893.00/4–1146: Telegram

The Consul General at Mukden (Clubb) to the Secretary of State

21. Against background of report USSR is withdrawing forces from Manchuria before April 30, I offer on basis, far from completed, the following tentative estimates situation.

Opposition in Manchuria to Kmt regime apparently comprises, with some overlapping, four main groups, namely: Communist Eighth Route, Chang Hsueh-shih7 autonomists, New Fourth Army and group closest of all to USSR. It is true none of four was present in force at time Jap surrender but they are here now with 8 months’ growth behind them. Eighth Route represented here by Lin Piao and [Page 756] Peng Chen undoubtedly believe their continued existence depends on their skill in power politics rather than on bona fides Kmt but their base and strength being south of Wall and their education having been along nationalistic lines for past decade, there is good probability they would be relatively conciliatory re Manchuria. Chang’s autonomists, adhering loosely to Communism for convenience’ sake, have for their part elements of Manchurian forces who fought and lost to Japs 1931–32. Group supports seemingly lost cause of effecting return Chang Hsueh-liang and are important chiefly because of use to which they may be put by others. New Fourth on other hand, with different background from Eighth Route, reputedly has diverged from Yenan line and come closer to Soviets in Manchuria. Present Communist representative here on field teams, Yao Nei-shih, who has already shown much intransigency, is New Fourth man. That army, like Eighth (Route Army), has some arms from Japs and trustworthy British source Shanghai told me without my yet having been able confirm it locally that New Fourth forces have been augmented by turnover to them of General Amakasu of Kwantung army with 200,000 troops. USSR supported Communists in north and east Manchuria include such figures as Li Chu-lin (recently assassinated at Harbin) and “Huang”, Kirin provincial chairman who is alleged by Chinese officials to be, as was Li, a lieutenant colonel in Soviet Army.

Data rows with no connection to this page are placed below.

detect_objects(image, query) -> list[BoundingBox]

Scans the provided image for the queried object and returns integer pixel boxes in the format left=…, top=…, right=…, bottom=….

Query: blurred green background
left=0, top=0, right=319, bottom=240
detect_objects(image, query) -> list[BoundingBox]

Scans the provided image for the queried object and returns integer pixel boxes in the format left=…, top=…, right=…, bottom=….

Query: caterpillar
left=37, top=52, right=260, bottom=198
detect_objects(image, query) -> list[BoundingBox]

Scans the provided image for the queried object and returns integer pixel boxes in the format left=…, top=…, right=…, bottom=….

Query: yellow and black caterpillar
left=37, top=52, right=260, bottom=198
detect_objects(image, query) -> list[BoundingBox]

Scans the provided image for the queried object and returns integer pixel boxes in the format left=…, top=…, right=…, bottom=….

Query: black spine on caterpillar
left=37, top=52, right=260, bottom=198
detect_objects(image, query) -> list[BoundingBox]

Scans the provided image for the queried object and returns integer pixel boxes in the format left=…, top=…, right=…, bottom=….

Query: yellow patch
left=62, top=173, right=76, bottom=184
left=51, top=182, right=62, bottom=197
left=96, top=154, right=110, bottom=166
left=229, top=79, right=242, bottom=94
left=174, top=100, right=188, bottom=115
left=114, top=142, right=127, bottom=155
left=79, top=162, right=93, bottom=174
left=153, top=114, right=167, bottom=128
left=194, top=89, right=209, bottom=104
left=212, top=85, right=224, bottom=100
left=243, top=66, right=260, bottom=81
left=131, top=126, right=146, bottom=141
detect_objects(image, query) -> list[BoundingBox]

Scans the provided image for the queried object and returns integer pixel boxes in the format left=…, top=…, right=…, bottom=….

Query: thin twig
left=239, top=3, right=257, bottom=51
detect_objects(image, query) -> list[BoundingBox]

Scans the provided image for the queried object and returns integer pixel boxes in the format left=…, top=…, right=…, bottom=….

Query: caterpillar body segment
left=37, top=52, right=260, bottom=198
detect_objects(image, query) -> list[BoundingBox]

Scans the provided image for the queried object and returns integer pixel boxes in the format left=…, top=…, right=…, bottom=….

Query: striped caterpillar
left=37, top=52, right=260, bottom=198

Generalissimo Chiang’s recent speech demonstrated that, 1, there is no Kmt–CCP agreement re Manchuria and, 2, Kmt has been lulled into false feeling strength at results American aid to date. Removal Soviet troops will be major shift in balance [of] forces. When final reconciliation Kmt and CCP is yet to be effected, and dispute over procedure in Manchuria is yet to be resolved, Soviet action brings matters [to] open issue. That action accords to Chinese desire and (latest) schedule but even as Sov[iet] withdrawals in Sinkiang [in] 1943 [in face?] of Kmt Govt, with situation too unwieldy to handle, the projected move here will confront Kmt authority with difficult problems, primary is that of logistics; without transport and moving on foot Govt. forces in 3 weeks have covered 100 miles from Mukden northwards to where they are stuck near Szupingkai. Even if Govt. forces were truly fighting only bandits, they would be facing difficulties. In fact there is probably more opposition strength in countryside than Govt. armies, limited probings have thus far uncovered. Not secondary in importance is political problem: Chiang states one local Kmt official tells him that matter is simply one of regaining sovereignty and not one of recognition of “illegal organizations”. On basis outlined by Chiang, Communists have little choice but to fight [Page 757] if they desire influence in Manchuria. Open conduct would probably show hitherto unsuspected Com[munist] strength in Manchuria.

Please repeat Chungking, Peiping, Moscow.

Dept. will of course note that Com victory or forced compromise in Manchuria would more or less vitiate Chinese charges of Sov looting and change nature negotiations for joint Sino-Sov operation economic undertakings Manchuria.

Clubb
  1. Younger brother of Marshal Chang Hsueh-liang, who controlled Manchuria prior to the Japanese occupation of 1931.